Giggles Found To Be Good For You – Government Denies All Sense Of Humour

It’s been an eventful week for the war on drugs. Drugs legislation received a double-pronged attack from the UK’s psychedelic resistance movement; attacking simultaneously the health front, and in a bold move, the already weakened economic flank. Captain David Nutt lead the attack following controversial research on psilocybin and its links to alleviating depression, while his Avengers, Richard Branson and Ruth Dreifuss, of the Global Commission on Drug Policy addressed the House of Commons with a kick-in-the-jewels move suggesting the government was foolish not to take advantage of the revenue produced from the taxation of cannabis.
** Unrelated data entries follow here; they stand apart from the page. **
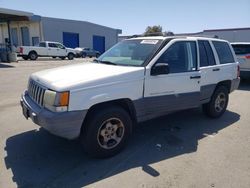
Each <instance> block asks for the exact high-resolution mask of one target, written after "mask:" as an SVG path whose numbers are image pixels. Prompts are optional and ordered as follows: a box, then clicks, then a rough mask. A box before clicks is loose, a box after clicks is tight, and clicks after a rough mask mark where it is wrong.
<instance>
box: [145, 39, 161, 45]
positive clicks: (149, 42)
mask: <svg viewBox="0 0 250 188" xmlns="http://www.w3.org/2000/svg"><path fill="white" fill-rule="evenodd" d="M158 41H159V40H143V41H141V44H157V43H158Z"/></svg>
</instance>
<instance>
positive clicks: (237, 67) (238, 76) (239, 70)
mask: <svg viewBox="0 0 250 188" xmlns="http://www.w3.org/2000/svg"><path fill="white" fill-rule="evenodd" d="M237 77H238V78H239V77H240V66H239V65H238V66H237Z"/></svg>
Allegedly the group dreamed up the attack on the government while attending a house party in central London. While heavily under the influence of psychedelics they recall intense feelings of euphoria and an overwhelming sense of well-being. Branson had previously remarked at enjoying getting high in his spare time and dressing up like Ussain Bolt, the 100m gold medal champion, (which later gave him the idea to endorse him in the new broadband advert). He said ‘blacking up’ and wearing a spaceman helmet gave him a sense of freedom while he was high and it was a crime cannabis was illegal.

Nutt had long understood the link between psychedelics and ‘the giggles’ but was yet to prove the theory in a way that could be represented in a pie chart. So while studying the brain under the influence of psilocybin he discovered the anterior cingulate cortex was inhibited and is usually overactive in depressed patients. These findings, along with Branson’s no nonsense taxation of cannabis have been cleverly timed to give the media a nice flabby piece of rump to sink its teeth into; and at the same time redden some faces in the cabinet. With an estimated 6 million cannabis users in the UK (about 9% of the population) what government would be in their right mind not to tax that kind of revenue in a recession?

The government are expected to retaliate with a long delay. Committee Chair Rt Hon Keith Vaz said “We will be talking to a number of people during what is sure to be a long-running inquiry”. In the meantime the government hopes the press will get bored and enough stupid teenagers will overdose on some kind of new legal high to make the whole thing seem politically unpopular again. Millionaire Richard Branson may have to put his dreams of the first UK ‘brown café’ on hold for a while.

Branson has a logical argument aside from the increase in tax monies. In his address he cites Portugal as a role-model; treating their citizens as addicts rather than criminals to cure the problem from the bottom up. 5 years after decriminalisation the Cato Institute (Washington D.C.) reported there to be significantly less overdoses and drug-related HIV cases. If caught with a personal amount (enough for a 10 day party) then a judge would decide if treatment, a fine, or no sanction was necessary.

However decriminalisation is a step closer to legalisation, which is a touchy subject where the government is concerned. David Nutt has already been sent off the playing field for talking out-of-turn and has been forced to form his own team of militia to fight for the freedom of controlled substances. He now has a millionaire entrepreneur (who may moonlight as a masked crusader) at his side, but it’s an ongoing battle to change the public opinion at large and pie charts and free biscuits alone aren’t going to cut it. This week the war on drugs may have failed, but something suggests it’s not yet won.